Thank you. I already messed that up so Freddy showed me another way. I just went to my email, clicked on compose, clicked on attachment and choose my documents and then the file I wanted to send, which was chapter 1, added a message and press send. Is SAID it was sent, so I PM'd Marzi to check her email to see if I was successful. Can you come and live with me after Freddy gets sick of my limited abilities?? lol


----------



## Nanci (Mar 1, 2012)

MARZI . . . . check your email . . . maybe I got lucky and did it right.
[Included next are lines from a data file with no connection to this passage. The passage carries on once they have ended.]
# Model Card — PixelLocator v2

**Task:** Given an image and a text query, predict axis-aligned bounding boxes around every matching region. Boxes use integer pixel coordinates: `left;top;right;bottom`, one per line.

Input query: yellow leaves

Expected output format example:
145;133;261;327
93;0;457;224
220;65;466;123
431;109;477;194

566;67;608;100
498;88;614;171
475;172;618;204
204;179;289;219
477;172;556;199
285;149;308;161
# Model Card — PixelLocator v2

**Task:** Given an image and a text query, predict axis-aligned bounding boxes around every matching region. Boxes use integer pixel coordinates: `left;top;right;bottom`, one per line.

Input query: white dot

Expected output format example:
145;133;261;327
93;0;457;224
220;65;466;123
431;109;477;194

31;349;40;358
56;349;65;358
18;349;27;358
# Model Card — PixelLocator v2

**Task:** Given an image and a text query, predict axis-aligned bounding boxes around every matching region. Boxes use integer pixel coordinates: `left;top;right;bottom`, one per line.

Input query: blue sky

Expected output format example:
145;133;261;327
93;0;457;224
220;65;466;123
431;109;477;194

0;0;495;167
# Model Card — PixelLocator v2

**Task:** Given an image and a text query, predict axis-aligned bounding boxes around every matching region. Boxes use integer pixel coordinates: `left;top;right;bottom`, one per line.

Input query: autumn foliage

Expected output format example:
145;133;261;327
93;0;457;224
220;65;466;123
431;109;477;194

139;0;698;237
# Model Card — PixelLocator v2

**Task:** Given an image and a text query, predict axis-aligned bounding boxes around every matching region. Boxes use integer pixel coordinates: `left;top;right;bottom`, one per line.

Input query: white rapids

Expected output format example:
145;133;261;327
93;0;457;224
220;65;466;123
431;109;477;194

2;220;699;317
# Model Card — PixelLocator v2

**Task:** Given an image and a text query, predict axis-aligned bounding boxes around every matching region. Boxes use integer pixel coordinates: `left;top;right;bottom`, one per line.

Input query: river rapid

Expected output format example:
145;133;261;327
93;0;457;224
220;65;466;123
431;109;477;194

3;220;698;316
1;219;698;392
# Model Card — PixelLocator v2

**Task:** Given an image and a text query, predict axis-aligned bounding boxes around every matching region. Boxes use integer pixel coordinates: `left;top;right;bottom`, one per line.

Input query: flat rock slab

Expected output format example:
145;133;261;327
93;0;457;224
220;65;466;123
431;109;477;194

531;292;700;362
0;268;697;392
About a 50/50 chance.


----------



## Datun Walnut (Oct 15, 2013)

Come on Marzi - I can't take this.
Keep us updated Naci - I def want a copy.


----------



## 2ndhandgal (Aug 29, 2011)

Yay well done - sounds like you are doing brilliantly 

Unfortunately my boss informs me I am not allowed to resign from my current job


----------



## Nanci (Mar 1, 2012)

2ndhandgal said:


> Yay well done - sounds like you are doing brilliantly
> 
> Unfortunately my boss informs me I am not allowed to resign from my current job


Brilliant boss!! I did email to Marzi, but probably duplicated chapters twice, I told her this is why Freddy gets so frustrated with me. I am a VISUAL person. You cannot just TELL me what to do, you have to SHOW me. Usually twice . . . or more.


----------



## Marzi (Sep 17, 2012)

I'm here - YES you are in my inbox, I have opened first Sami and will read now.
Be quiet - don't disturb me - I need to concentrate!


----------



## DB1 (Jan 20, 2012)

Brilliant Nanci, I must admit i wondered about doing a book aimed at kids aged about 8-12 as i quiet enjoyed some of the books that Oliver read at that age, (also I thought my lack of skills may not be so obvious then!) but I google info about where to start and it just baffled me too much so I gave , I would rather just write by hand (or even on comp then print) and then just post to publishers like happened in the old days!! I think there are sites where you can 'publish' your book and then people pay to download it, not much i don't think but I guess it could add up and then if you still wanted to help a rescue you could donate some money from the book to them....but i'm sure there are a lot of people with some tech know how who could help.


----------



## Marzi (Sep 17, 2012)

This is going to be good people 

Sneak preview :spy::devil::

*I had an idea in the back of my mind . . . . maybe get him a little playmate . . . maybe another puppy. The ghoul on my shoulder immediately screamed in my ear “HAVE YOU LOST YOUR FLIPPIN’ MIND?” I gave him a head slap and told him to shut up. *

:tapedshut:


----------



## Nanci (Mar 1, 2012)

Girl you are bad, bad, bad . . . . lol


----------